W 1995 roku za ekranizację kultowego komiksu wziął się Simon Wincer, który jako dziecko zaczytywał się w oryginale. Jego film podzielił los „Cienia” i „Człowieka rakiety”, dwóch adaptacji komiksowych z początku lat 90., które po wizjonerskim „Batmanie” Tima Burtona nie miały czego szukać w sercach widzów. Dziś „Fantom” to film kultowy i nietrudno zrozumieć dlaczego. Podobnie jak dwa wymienione wcześniej filmy, „Fantom” odwołuje się do kina nowej przygody, pełnego luzu i bezpretensjonalnego kina superbohaterskiego lat 80. i 70. No i jest jeszcze Billy Zane w fioletowym spandexie.
„Fantom” rozgrywa się głównie w malowniczych latach 30. Jest pewna legenda, która mówi o ukrytej w bengalskiej dżungli czaszce. Wraz z dwoma innymi, podobnymi artefaktami czaszka daje władzę nad światem. Oczywiście, wielu buców z manią wielkości chętnie położyłoby na niej łapy. Na przykład Xander Drax (z takim imieniem i nazwiskiem nie miał wyjścia – musiał zostać złoczyńcą), który chciałby sprawować władzę nad Stanami Zjednoczonymi, a potem – może nawet nad całym globem. Na szczęście, strażnikiem skarbu jest Fantom, przystojny młodzieniec o twarzy Billy’ego Zane sprzed okresu, w którym jego włosy wykonały gwałtowny odwrót na barykady. Pomoże mu sprytna dziennikarka Diana Palmer, z którą naturalnie połączy go uroczy romans.

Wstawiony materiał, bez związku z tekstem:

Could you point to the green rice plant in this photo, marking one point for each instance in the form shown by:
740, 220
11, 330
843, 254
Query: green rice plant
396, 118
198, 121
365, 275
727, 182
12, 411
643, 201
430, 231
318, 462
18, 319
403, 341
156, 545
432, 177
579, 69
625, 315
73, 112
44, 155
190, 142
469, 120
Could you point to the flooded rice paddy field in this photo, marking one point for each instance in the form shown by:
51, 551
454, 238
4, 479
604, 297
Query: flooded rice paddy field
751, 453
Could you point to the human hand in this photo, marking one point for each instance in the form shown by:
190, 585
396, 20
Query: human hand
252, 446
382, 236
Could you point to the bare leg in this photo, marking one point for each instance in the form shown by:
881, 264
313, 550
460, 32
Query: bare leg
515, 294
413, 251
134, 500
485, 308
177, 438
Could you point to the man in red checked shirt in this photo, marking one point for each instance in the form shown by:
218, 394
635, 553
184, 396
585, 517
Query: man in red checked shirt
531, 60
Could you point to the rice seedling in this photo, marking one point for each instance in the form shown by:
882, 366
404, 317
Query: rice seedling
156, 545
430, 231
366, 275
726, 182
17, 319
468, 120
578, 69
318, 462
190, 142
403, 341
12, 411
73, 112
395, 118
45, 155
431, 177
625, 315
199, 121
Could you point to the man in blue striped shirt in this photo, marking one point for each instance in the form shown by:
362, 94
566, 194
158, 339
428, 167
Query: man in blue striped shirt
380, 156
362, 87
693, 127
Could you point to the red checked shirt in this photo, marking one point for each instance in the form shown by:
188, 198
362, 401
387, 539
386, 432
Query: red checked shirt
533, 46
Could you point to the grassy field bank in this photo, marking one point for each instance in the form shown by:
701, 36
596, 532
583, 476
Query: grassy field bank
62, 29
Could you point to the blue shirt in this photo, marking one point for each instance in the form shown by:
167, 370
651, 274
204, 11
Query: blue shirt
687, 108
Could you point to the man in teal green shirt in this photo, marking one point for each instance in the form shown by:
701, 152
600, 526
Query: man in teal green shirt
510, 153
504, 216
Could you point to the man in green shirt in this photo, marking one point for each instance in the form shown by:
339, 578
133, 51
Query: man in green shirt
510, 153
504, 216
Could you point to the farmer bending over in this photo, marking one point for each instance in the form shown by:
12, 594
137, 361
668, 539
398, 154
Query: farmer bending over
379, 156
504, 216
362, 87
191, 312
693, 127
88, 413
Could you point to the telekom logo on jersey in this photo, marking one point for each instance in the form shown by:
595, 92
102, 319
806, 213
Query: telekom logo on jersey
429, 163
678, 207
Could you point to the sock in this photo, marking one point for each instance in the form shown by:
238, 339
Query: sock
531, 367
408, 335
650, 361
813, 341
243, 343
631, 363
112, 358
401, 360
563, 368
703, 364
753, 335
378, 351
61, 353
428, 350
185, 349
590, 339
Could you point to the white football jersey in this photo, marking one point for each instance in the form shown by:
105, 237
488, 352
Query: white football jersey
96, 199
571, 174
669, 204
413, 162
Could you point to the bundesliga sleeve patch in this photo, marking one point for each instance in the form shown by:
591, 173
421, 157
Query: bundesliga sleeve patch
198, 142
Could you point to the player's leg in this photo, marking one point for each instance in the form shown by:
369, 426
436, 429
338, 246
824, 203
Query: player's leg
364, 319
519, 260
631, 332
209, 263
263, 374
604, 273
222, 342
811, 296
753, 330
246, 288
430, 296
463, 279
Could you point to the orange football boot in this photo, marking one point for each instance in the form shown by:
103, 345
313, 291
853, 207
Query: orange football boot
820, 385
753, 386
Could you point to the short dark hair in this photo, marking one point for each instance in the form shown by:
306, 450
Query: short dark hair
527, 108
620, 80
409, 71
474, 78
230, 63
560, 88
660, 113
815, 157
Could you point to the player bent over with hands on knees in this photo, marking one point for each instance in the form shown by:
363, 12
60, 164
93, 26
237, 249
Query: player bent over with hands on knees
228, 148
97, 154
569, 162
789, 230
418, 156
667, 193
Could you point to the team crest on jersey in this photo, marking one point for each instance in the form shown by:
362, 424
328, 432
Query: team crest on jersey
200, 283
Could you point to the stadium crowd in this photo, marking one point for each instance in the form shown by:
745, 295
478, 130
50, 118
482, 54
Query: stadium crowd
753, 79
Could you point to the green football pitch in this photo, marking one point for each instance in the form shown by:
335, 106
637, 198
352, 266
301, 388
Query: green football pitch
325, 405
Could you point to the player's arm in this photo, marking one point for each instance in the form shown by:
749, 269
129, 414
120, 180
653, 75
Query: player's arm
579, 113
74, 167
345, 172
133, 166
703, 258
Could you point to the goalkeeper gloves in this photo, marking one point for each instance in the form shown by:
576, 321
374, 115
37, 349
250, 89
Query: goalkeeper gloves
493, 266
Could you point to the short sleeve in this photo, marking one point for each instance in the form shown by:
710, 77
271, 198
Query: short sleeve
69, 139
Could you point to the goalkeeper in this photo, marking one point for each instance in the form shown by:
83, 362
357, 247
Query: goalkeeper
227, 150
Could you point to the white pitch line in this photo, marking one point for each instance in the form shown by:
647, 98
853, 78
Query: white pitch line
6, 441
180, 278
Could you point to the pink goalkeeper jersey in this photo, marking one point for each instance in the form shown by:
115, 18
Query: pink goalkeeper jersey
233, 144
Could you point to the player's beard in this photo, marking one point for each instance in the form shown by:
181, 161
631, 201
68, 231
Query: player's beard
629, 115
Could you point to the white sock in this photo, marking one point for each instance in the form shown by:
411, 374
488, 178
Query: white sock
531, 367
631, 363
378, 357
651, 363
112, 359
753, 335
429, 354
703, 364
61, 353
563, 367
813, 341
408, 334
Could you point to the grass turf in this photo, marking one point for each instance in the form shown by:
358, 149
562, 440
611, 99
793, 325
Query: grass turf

Myślę, że „Fantom” byłby o wiele lepszym filmem, gdyby w roli tytułowej obsadzono Bruce’a Campbella, tak jak początkowo planowano. Swoją charyzmą gwiazda „Martwego zła” na pewno rozsadziłaby ekran. Bruce dodałby filmowi też szczyptę autoironii, która zmieniłaby go w zabawę konwencją. No, niestety. Zane, który na koncie miał na pewno więcej ról w kinie mainstreamowym („Tylko ty”, „Milczenie baranów”, „Snajper”) zapowiadał większe zyski. Jako Fantom jest sympatyczny i ma kupę wdzięku, ale traktuje swoją rolę nieco zbyt poważnie i chyba zapomina, że biega po dżungli w różowych rajtach. W roli Diany wystąpiła Kristy Swanson, pierwsza Buffy, jedna z najbardziej obiecujących gwiazdek lat 90., która przepadła niestety dość szybko i dziś wegetuje na strychu Hollywood, podobnie zresztą jak Zane, dla którego przecież „Fantom” był przepustką do „Titanica”.
Najjaśniejszymi punktami „Fantoma” są czarne charaktery. Treat Williams jako Xander jest bardzo samoświadomy. Prezentuje się też na ekranie świetnie – ma w sobie czar gwiazdora złotej ery Hollywood i świetnie odnajduje się w roli głównego zbira. Ale to młodziutka Catherine Zeta-Jones jako zazdrosna Sala kradnie show. Aktorka tuż po „Fantomie” zagrała w „Masce Zorro” i zrobiła międzynarodową karierę. Dlaczego? Świetnie radzi sobie w scenach akcji, a w 1996 roku była prawdopodobnie jedną z 10 najpiękniejszych kobiet na świecie. Jeśli nawet nie przepadacie za kinem przygodowym, to warto „Fantoma” obejrzeć dla niej. I dla jej wdzięku.